Singleton: Once again we have no major changes up our sleeve.
Classic: Our current thoughts are never to ban or restrict any cards in Classic – it is intended to be the format where you can play everything. The other relevant news about Classic is that Singleton, Prismatic, and Tribal will now use Classic as their base so Morphling, Serra Avatar, and Sliver Queen will be legal in those formats now.
The quarterly B&R List changes usually take effect on the 20th of the month. However, since MTGO changes require a downtime, changes will take effect on the first Thursday after the 20th.
New Constructed Room
We've noticed a lot of arguments and complaints flying back and forth between players in casual constructed rooms who disagree on what counts as "casual." We think part of the problem is that there are too many people using the "middle" room (also known as the "Casual/Casual room") for too many different reasons. We know Magic is more fun for everyone when they are playing against people who have the same motivations that they do, so we're going to rearrange the casual constructed rooms in an effort to give people more options and make it easier for you guys to self-select.

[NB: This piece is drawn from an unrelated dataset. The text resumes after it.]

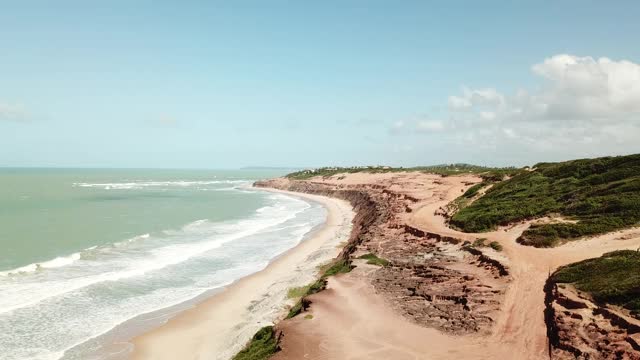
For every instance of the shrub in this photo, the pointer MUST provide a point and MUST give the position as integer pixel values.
(263, 344)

Here's the new set-up of "Constructed Games" rooms that you'll see inside the Casual Play room after the Sept. 2nd downtime:
New Players: No change here – this room is still intended for new players and players with very small collections.
Casual Decks: The mouse-over text that describes this room isn't changing – "Find a fun game or casual competition." This is intended to be the more casual side of the old casual room and the biggest difference should come about because the more competitive and/or serious denizens of the old version of this room will migrate to the right.
Anything Goes: The mouse-over text for this new room says it all – "All's fair in this room – no whiners allowed." This is the room for anyone who's ever gotten frustrated because their opponent conceded after a Stone Rain or a Counterspell or even a turn 1 Seat of the Synod. This is also the room for anyone who took their pet deck into the old Serious Decks room only to get yelled at for playing something that was too "rogue."
Tournament Practice: The name says it all this time – this room is for tournament decks. The new "Anything Goes" room should live about halfway between the old Casual room and the old Serious room. Meanwhile, here's the more competitive side of the old Serious Decks room.
One final change you'll see on Thursday is that we've merged the Sealed Deck Games room with the Limited Games room. Neither room gets a lot of traffic so we don't want to split the casual Limited audience up into two rooms. The biggest impact of this merger is that if you want to play a 1 on 1 sealed deck match, you'll now have to set up an 8-person tournament and then start it with just two people.
So there you have it – tune in to magicthegathering.com on September 1st to read the first quarterly B&R Announcement that specifically addresses Magic Online and then turn on the game the next day to enjoy the new Classic format and the new casual constructed rooms. In addition, anytime you have a suggestion for how to make MTGO a better game, please do point it out on the message boards. We're listening and we do have the ability to make a few small improvements over the next year.